Beijing Key Laboratory of Optimization Design for Modern Agricultural Equipment, College of Engineering, China Agricultural University, Beijing 100083, China.
Key Laboratory of Food Quality and Safety for State Market Regulation, Institute of Food Safety, Chinese Academy of Inspection and Quarantine, Beijing 100176, China.
Sensors (Basel). 2022 Jun 27;22(13):4864. doi: 10.3390/s22134864.
To study the dynamic changes of nutrient consumption and aflatoxin B (AFB) accumulation in peanut kernels with fungal colonization, macro hyperspectral imaging technology combined with microscopic imaging was investigated. First, regression models to predict AFB contents from hyperspectral data ranging from 1000 to 2500 nm were developed and the results were compared before and after data normalization with Box-Cox transformation. The results indicated that the second-order derivative with a support vector regression (SVR) model using competitive adaptive reweighted sampling (CARS) achieved the best performance, with R = 0.95 and R = 0.93. Second, time-lapse microscopic images and spectroscopic data were captured and analyzed with scanning electron microscopy (SEM), transmission electron microscopy (TEM), and synchrotron radiation-Fourier transform infrared (SR-FTIR) microspectroscopy. The time-lapse data revealed the temporal patterns of nutrient loss and aflatoxin accumulation in peanut kernels. The combination of macro and micro imaging technologies proved to be an effective way to detect the interaction mechanism of toxigenic fungus infecting peanuts and to predict the accumulation of AFB quantitatively.

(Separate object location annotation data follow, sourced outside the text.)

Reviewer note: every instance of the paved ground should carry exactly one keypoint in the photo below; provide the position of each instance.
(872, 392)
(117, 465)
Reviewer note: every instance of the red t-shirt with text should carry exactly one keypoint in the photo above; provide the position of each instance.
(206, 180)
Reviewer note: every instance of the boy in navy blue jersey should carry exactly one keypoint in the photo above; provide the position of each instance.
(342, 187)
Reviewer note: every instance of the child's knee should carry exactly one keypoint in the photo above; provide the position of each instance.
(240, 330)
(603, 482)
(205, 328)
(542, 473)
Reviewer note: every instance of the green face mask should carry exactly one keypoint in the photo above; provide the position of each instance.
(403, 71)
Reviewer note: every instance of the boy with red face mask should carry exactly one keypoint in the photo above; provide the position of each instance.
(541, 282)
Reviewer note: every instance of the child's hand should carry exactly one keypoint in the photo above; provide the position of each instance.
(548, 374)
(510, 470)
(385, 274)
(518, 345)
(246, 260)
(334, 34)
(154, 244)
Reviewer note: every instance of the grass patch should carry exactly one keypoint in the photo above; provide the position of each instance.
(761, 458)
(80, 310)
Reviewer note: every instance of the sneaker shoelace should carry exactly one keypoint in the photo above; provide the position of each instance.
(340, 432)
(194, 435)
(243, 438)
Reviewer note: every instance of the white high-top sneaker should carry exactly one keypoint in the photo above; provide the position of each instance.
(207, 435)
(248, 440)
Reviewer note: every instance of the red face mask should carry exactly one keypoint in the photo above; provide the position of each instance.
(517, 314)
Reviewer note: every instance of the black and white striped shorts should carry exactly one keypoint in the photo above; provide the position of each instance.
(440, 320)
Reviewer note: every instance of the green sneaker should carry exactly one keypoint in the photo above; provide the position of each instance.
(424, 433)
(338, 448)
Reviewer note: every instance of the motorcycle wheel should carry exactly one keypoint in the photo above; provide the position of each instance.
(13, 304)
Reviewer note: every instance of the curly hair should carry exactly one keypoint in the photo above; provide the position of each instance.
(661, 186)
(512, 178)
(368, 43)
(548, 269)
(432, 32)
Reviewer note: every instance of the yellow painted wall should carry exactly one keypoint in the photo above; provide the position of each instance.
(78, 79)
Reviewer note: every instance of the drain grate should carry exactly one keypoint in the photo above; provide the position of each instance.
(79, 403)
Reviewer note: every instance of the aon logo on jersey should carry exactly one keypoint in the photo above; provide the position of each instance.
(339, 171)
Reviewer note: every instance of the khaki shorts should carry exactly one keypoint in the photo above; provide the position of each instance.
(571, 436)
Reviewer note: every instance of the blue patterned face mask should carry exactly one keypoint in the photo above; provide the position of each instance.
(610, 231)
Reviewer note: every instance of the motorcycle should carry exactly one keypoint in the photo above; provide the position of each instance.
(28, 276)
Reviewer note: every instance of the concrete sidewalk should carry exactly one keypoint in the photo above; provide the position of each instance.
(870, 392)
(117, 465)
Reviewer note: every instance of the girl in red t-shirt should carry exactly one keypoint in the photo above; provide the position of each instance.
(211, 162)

为了研究真菌定殖时花生仁中营养物质消耗和黄曲霉毒素 B(AFB)积累的动态变化,本研究采用宏观高光谱成像技术结合微观成像技术进行研究。首先,建立了从 1000 至 2500nm 范围的高光谱数据预测 AFB 含量的回归模型,并比较了 Box-Cox 变换前后数据归一化的结果。结果表明,采用支持向量回归(SVR)模型和竞争自适应重加权抽样(CARS)的二阶导数表现出最佳性能,R2 值分别为 0.95 和 0.93。其次,通过扫描电子显微镜(SEM)、透射电子显微镜(TEM)和同步辐射傅里叶变换红外(SR-FTIR)微光谱技术,对时变微观图像和光谱数据进行了采集和分析。时变数据揭示了花生仁中营养物质损失和 AFB 积累的时间模式。宏观和微观成像技术的结合被证明是一种有效的方法,可以检测产毒真菌感染花生的相互作用机制,并定量预测 AFB 的积累。